April 4th, 2014 by Jennifer Frankel

Finding a job 477036985The Issue:

Finding employment after college is often difficult. Traditionally, few degrees offer work integrated learning, internships, or actual job experience as part of their programs. Even fewer programs and degrees offer straightforward career placement upon graduation.

This lack of infrastructure to support students’ transitions from the university to the workplace hurts both students and employers—students graduate and move on to the “job hunt”, wherein they regularly must settle for nearly any employment opportunity (often completely outside of their specific field).

Employers, on the other hand, are left with a series of new hires with absolutely no prior training or hands-on experience from which to draw—according to Inside Higher Ed, nearly two thirds of employers surveyed cited these new hires as drains on productivity and resources.

The Solution:

In response, institutions around the world are taking actions to emphasize and increase work integrated learning and networking opportunities into both the curricula of an increased number of programs, as well as broader university infrastructure.

These actions include:

  • increasing the amount of hands-on training within particular career fields (while introducing it to others)
  • providing research and employment networks through the university
  •  a shift toward competency-based degrees, wherein degrees are awarded based on evidence of learning rather than earned credit hours, etc.

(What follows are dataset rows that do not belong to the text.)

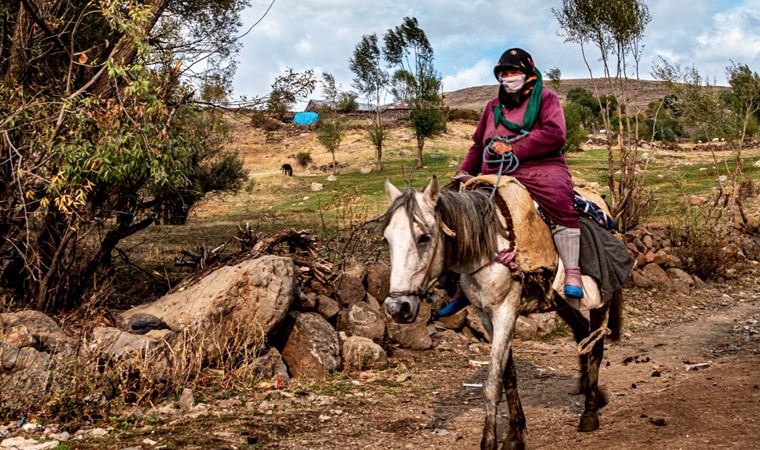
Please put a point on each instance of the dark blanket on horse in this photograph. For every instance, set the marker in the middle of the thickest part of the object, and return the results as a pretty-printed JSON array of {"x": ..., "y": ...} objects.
[{"x": 603, "y": 258}]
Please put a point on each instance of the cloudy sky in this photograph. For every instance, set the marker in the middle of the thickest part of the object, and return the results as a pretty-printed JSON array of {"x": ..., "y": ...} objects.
[{"x": 469, "y": 35}]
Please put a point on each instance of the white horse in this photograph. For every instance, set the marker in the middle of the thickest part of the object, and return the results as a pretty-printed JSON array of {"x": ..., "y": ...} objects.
[{"x": 430, "y": 231}]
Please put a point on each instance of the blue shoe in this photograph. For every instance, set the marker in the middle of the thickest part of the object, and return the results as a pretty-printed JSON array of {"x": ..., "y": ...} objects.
[
  {"x": 457, "y": 303},
  {"x": 573, "y": 291}
]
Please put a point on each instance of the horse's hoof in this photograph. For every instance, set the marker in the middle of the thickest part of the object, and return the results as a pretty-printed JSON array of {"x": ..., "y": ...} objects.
[
  {"x": 487, "y": 445},
  {"x": 601, "y": 398},
  {"x": 589, "y": 422},
  {"x": 513, "y": 445}
]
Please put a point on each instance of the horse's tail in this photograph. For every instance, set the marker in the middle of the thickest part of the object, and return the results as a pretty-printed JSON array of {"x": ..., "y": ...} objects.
[{"x": 615, "y": 321}]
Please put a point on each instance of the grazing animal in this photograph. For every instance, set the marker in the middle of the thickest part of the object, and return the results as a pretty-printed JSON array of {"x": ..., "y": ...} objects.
[{"x": 434, "y": 230}]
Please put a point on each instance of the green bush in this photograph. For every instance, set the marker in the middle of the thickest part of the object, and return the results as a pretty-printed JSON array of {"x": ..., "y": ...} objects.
[
  {"x": 696, "y": 243},
  {"x": 574, "y": 114},
  {"x": 303, "y": 158},
  {"x": 464, "y": 115}
]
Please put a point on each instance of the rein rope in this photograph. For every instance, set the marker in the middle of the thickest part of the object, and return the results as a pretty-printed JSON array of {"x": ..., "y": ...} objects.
[
  {"x": 427, "y": 284},
  {"x": 491, "y": 157}
]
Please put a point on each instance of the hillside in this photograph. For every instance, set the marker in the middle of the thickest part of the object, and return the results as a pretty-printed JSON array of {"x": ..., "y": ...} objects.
[{"x": 642, "y": 92}]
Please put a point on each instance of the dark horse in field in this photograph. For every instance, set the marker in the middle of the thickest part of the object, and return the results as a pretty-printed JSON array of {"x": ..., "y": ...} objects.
[{"x": 430, "y": 231}]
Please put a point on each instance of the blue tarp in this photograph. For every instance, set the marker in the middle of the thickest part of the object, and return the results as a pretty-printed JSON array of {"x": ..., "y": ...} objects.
[{"x": 305, "y": 118}]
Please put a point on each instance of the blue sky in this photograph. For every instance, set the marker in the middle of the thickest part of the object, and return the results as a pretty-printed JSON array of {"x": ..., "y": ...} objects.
[{"x": 469, "y": 35}]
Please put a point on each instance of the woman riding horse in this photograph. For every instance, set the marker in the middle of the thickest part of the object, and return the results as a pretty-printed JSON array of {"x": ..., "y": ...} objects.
[{"x": 525, "y": 106}]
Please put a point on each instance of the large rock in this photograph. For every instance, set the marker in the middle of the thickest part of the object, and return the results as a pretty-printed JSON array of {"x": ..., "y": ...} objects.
[
  {"x": 378, "y": 280},
  {"x": 269, "y": 365},
  {"x": 360, "y": 353},
  {"x": 359, "y": 319},
  {"x": 234, "y": 305},
  {"x": 657, "y": 275},
  {"x": 33, "y": 329},
  {"x": 413, "y": 335},
  {"x": 327, "y": 307},
  {"x": 349, "y": 288},
  {"x": 311, "y": 348}
]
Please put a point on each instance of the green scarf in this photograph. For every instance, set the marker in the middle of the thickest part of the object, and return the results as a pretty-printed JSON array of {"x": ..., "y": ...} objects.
[{"x": 531, "y": 111}]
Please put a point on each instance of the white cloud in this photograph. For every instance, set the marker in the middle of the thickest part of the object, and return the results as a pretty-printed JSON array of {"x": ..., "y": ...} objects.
[
  {"x": 479, "y": 74},
  {"x": 469, "y": 35}
]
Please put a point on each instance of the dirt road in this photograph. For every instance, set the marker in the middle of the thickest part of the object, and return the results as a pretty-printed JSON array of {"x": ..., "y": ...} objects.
[{"x": 684, "y": 376}]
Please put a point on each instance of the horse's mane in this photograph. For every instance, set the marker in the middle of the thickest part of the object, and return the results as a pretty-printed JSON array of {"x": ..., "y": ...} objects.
[{"x": 470, "y": 215}]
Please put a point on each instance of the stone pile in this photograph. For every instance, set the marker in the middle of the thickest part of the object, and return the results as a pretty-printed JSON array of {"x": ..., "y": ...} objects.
[{"x": 659, "y": 266}]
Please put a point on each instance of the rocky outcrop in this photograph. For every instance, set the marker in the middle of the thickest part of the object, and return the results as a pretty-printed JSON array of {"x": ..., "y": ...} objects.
[
  {"x": 360, "y": 319},
  {"x": 244, "y": 302},
  {"x": 311, "y": 348},
  {"x": 360, "y": 353}
]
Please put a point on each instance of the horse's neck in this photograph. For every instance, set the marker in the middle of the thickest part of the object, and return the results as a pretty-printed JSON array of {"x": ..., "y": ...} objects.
[{"x": 453, "y": 264}]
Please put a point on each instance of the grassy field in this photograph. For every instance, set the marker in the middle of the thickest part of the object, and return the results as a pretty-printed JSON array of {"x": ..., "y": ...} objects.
[{"x": 272, "y": 201}]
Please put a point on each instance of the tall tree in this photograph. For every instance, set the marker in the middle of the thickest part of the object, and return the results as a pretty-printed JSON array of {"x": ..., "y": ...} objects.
[
  {"x": 371, "y": 81},
  {"x": 407, "y": 48},
  {"x": 555, "y": 77},
  {"x": 744, "y": 96},
  {"x": 99, "y": 135},
  {"x": 615, "y": 29}
]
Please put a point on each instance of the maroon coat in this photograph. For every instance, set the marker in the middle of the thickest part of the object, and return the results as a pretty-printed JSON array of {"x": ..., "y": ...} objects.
[{"x": 543, "y": 169}]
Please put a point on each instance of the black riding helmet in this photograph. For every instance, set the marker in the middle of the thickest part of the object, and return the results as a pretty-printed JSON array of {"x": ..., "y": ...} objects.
[{"x": 515, "y": 59}]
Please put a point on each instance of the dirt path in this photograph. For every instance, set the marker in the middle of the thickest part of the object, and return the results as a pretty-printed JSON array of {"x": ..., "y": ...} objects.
[{"x": 655, "y": 401}]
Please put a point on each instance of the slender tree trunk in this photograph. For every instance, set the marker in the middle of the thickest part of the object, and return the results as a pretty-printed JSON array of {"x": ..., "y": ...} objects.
[
  {"x": 420, "y": 147},
  {"x": 19, "y": 51},
  {"x": 125, "y": 49}
]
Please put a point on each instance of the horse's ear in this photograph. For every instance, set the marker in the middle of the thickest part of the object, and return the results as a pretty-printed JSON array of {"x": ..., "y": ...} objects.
[
  {"x": 431, "y": 191},
  {"x": 391, "y": 190}
]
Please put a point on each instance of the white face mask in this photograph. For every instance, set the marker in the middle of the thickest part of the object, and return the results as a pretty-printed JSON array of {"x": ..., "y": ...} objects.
[{"x": 513, "y": 84}]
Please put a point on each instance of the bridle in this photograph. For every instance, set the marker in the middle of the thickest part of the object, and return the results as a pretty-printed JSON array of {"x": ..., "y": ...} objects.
[{"x": 425, "y": 290}]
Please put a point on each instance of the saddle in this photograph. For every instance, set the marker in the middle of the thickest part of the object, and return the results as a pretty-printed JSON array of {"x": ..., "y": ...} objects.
[{"x": 536, "y": 256}]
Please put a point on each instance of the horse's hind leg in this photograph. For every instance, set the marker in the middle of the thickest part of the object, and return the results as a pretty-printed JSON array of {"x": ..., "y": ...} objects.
[
  {"x": 580, "y": 327},
  {"x": 503, "y": 319},
  {"x": 595, "y": 398},
  {"x": 516, "y": 438}
]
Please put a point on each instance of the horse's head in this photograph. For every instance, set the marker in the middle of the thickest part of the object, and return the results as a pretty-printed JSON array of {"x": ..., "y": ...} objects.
[{"x": 414, "y": 239}]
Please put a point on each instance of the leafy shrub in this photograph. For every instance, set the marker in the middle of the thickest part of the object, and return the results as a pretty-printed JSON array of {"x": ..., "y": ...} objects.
[
  {"x": 575, "y": 131},
  {"x": 464, "y": 115},
  {"x": 696, "y": 243},
  {"x": 303, "y": 158}
]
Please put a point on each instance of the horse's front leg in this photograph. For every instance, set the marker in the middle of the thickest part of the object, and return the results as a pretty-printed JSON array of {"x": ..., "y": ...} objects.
[
  {"x": 595, "y": 398},
  {"x": 503, "y": 316}
]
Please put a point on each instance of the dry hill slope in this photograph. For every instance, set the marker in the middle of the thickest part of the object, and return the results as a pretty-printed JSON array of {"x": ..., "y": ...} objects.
[{"x": 641, "y": 92}]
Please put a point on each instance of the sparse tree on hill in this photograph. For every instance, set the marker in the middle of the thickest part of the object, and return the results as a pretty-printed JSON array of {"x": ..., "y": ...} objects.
[
  {"x": 329, "y": 134},
  {"x": 744, "y": 95},
  {"x": 100, "y": 134},
  {"x": 615, "y": 29},
  {"x": 716, "y": 116},
  {"x": 371, "y": 80},
  {"x": 407, "y": 48},
  {"x": 289, "y": 88}
]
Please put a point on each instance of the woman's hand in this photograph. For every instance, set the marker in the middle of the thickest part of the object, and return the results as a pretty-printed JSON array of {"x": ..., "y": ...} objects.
[
  {"x": 501, "y": 148},
  {"x": 461, "y": 176}
]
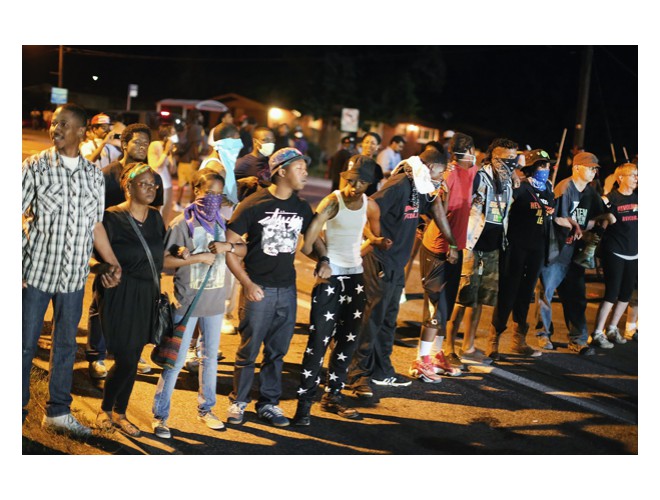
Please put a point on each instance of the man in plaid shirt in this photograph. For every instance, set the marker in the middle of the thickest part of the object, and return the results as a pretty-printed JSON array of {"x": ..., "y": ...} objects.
[{"x": 62, "y": 209}]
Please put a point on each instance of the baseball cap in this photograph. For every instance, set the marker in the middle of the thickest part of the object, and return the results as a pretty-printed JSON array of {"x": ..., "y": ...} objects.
[
  {"x": 282, "y": 157},
  {"x": 586, "y": 159},
  {"x": 531, "y": 157},
  {"x": 360, "y": 167},
  {"x": 101, "y": 119}
]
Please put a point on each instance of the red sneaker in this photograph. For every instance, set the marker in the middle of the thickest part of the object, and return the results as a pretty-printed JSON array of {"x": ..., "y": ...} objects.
[
  {"x": 443, "y": 367},
  {"x": 424, "y": 372}
]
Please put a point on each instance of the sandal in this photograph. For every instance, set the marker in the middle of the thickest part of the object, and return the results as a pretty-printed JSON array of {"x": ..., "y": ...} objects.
[
  {"x": 126, "y": 426},
  {"x": 104, "y": 421}
]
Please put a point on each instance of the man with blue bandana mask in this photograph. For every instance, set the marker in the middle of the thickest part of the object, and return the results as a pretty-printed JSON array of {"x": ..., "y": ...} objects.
[{"x": 530, "y": 219}]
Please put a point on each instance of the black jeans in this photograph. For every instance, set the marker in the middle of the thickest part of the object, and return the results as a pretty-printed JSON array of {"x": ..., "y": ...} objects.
[
  {"x": 519, "y": 272},
  {"x": 336, "y": 316},
  {"x": 376, "y": 339}
]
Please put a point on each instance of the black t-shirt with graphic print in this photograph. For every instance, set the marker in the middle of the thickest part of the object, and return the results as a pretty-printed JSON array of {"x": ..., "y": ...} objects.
[
  {"x": 398, "y": 220},
  {"x": 528, "y": 224},
  {"x": 621, "y": 237},
  {"x": 580, "y": 206},
  {"x": 272, "y": 227}
]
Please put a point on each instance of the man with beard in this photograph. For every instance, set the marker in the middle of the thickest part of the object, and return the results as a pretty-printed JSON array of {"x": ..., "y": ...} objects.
[
  {"x": 402, "y": 200},
  {"x": 135, "y": 141},
  {"x": 62, "y": 210},
  {"x": 486, "y": 236},
  {"x": 272, "y": 220},
  {"x": 99, "y": 149},
  {"x": 338, "y": 297}
]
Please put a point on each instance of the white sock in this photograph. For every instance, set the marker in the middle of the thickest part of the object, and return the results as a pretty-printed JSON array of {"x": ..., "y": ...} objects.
[{"x": 424, "y": 348}]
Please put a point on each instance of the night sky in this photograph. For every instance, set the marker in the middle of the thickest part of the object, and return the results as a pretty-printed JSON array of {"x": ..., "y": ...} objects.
[{"x": 526, "y": 93}]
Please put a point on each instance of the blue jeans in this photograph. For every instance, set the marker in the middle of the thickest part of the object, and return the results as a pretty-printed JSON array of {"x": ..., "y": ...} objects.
[
  {"x": 551, "y": 278},
  {"x": 67, "y": 310},
  {"x": 568, "y": 280},
  {"x": 211, "y": 327},
  {"x": 269, "y": 322}
]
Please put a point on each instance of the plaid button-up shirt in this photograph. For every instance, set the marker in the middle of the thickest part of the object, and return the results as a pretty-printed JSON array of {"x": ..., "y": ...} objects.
[{"x": 60, "y": 207}]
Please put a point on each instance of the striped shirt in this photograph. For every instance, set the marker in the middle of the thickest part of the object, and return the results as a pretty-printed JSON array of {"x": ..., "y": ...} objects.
[{"x": 60, "y": 208}]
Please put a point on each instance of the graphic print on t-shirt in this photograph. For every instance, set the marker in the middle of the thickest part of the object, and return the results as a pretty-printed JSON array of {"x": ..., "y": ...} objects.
[
  {"x": 280, "y": 232},
  {"x": 201, "y": 240}
]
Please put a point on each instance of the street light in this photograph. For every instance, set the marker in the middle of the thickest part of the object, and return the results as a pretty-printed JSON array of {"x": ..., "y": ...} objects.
[{"x": 275, "y": 113}]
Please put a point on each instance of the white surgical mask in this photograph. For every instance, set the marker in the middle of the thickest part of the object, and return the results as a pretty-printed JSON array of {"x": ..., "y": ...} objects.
[{"x": 267, "y": 148}]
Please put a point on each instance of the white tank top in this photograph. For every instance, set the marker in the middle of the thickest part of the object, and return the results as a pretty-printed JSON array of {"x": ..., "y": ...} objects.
[{"x": 343, "y": 234}]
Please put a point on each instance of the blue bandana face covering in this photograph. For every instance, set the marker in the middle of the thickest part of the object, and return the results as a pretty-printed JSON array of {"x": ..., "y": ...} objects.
[
  {"x": 539, "y": 178},
  {"x": 206, "y": 211}
]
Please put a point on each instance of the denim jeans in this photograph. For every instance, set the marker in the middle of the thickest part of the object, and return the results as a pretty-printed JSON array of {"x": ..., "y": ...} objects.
[
  {"x": 568, "y": 280},
  {"x": 211, "y": 326},
  {"x": 67, "y": 309},
  {"x": 95, "y": 347},
  {"x": 376, "y": 338},
  {"x": 269, "y": 322}
]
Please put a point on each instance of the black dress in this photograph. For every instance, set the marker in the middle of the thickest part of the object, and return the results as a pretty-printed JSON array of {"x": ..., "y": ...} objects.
[{"x": 127, "y": 310}]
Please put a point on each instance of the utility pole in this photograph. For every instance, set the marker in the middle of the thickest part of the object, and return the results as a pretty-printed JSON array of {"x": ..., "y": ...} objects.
[
  {"x": 583, "y": 96},
  {"x": 61, "y": 67}
]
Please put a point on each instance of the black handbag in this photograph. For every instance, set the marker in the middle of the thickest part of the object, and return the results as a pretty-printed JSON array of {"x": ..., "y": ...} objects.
[{"x": 163, "y": 325}]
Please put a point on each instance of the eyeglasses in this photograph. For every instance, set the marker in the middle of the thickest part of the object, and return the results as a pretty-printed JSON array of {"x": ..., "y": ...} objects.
[{"x": 147, "y": 185}]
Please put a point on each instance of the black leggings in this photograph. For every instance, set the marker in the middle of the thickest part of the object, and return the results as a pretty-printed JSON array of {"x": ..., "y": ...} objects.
[
  {"x": 120, "y": 380},
  {"x": 620, "y": 277}
]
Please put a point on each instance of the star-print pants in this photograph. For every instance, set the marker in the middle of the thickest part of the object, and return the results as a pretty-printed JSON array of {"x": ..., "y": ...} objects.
[{"x": 336, "y": 315}]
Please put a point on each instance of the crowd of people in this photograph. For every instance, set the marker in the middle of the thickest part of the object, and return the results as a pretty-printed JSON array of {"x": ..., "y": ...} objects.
[{"x": 488, "y": 231}]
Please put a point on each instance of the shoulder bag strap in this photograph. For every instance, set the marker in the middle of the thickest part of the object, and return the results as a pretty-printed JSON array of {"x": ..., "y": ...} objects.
[{"x": 146, "y": 249}]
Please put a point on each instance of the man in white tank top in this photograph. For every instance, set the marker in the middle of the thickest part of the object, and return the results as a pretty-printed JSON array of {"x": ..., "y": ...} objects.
[{"x": 338, "y": 297}]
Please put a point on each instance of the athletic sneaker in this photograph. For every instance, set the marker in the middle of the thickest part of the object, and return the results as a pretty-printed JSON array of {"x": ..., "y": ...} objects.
[
  {"x": 235, "y": 413},
  {"x": 424, "y": 371},
  {"x": 444, "y": 367},
  {"x": 160, "y": 428},
  {"x": 598, "y": 339},
  {"x": 392, "y": 382},
  {"x": 273, "y": 414},
  {"x": 211, "y": 421},
  {"x": 66, "y": 423},
  {"x": 452, "y": 359},
  {"x": 143, "y": 367},
  {"x": 97, "y": 369},
  {"x": 614, "y": 336},
  {"x": 543, "y": 341},
  {"x": 362, "y": 391}
]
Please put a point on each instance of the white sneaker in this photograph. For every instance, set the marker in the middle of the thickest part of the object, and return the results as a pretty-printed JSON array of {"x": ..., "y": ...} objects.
[
  {"x": 613, "y": 335},
  {"x": 66, "y": 423},
  {"x": 160, "y": 428},
  {"x": 143, "y": 366},
  {"x": 97, "y": 370},
  {"x": 211, "y": 421},
  {"x": 598, "y": 339}
]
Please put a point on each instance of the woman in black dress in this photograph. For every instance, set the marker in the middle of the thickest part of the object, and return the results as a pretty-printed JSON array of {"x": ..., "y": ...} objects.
[{"x": 127, "y": 311}]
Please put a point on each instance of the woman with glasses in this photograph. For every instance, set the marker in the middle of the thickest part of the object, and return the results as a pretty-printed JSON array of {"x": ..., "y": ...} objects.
[
  {"x": 127, "y": 311},
  {"x": 618, "y": 255}
]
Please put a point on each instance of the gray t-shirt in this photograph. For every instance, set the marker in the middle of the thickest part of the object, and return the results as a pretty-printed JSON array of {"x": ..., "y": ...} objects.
[{"x": 188, "y": 279}]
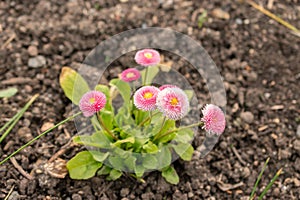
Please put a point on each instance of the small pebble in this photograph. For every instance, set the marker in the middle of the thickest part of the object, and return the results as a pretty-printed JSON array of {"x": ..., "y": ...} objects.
[
  {"x": 221, "y": 14},
  {"x": 76, "y": 197}
]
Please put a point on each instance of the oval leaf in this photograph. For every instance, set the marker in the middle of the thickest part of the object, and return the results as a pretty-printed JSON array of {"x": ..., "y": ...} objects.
[
  {"x": 83, "y": 166},
  {"x": 170, "y": 175},
  {"x": 73, "y": 85}
]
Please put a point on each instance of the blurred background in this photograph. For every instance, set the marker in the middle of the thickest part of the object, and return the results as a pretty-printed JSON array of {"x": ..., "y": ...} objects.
[{"x": 257, "y": 57}]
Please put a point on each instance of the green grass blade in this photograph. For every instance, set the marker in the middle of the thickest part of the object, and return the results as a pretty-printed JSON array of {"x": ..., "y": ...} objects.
[
  {"x": 270, "y": 184},
  {"x": 37, "y": 137},
  {"x": 16, "y": 118},
  {"x": 258, "y": 179}
]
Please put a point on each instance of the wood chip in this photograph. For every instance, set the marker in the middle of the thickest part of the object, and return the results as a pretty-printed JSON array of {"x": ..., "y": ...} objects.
[
  {"x": 57, "y": 169},
  {"x": 17, "y": 80},
  {"x": 277, "y": 107},
  {"x": 20, "y": 169},
  {"x": 238, "y": 156}
]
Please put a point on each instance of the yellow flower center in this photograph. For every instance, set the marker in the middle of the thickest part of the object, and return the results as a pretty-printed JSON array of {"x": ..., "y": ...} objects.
[
  {"x": 174, "y": 101},
  {"x": 92, "y": 100},
  {"x": 130, "y": 75},
  {"x": 148, "y": 95},
  {"x": 148, "y": 55}
]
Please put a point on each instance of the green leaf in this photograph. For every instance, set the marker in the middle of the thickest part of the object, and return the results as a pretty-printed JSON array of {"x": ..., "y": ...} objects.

For students, this shift toward competency-based learning can be a real boon in that students can use supplementary resources (like MOOCs [Massive Open Online Courses]) to enhance their understanding of a field and thus, shorten the time it takes to receive a degree in an area in which they have demonstrated mastery.

  • Many students have a difficult time finding employment that pertains to their degree upon graduation due to a number of factors, including: limited or no prior experience in the workplace, lack of access to research or career networks within the university that would assist in finding employment, and no career-oriented education
  • Many employers find themselves with new hires who are a drain on resources as they have no prior experience
  • Work-integrated learning and competency-based degree systems are current ways of addressing these issues—making employment easier to find for graduates, and making graduates more competent in the workplace and, hence, more employable.
  • International students can benefit tremendously by getting ahead of this trend in international education and employment by looking into programs that offer work-integrated learning, internships, mentorships, or offer competency-based degrees.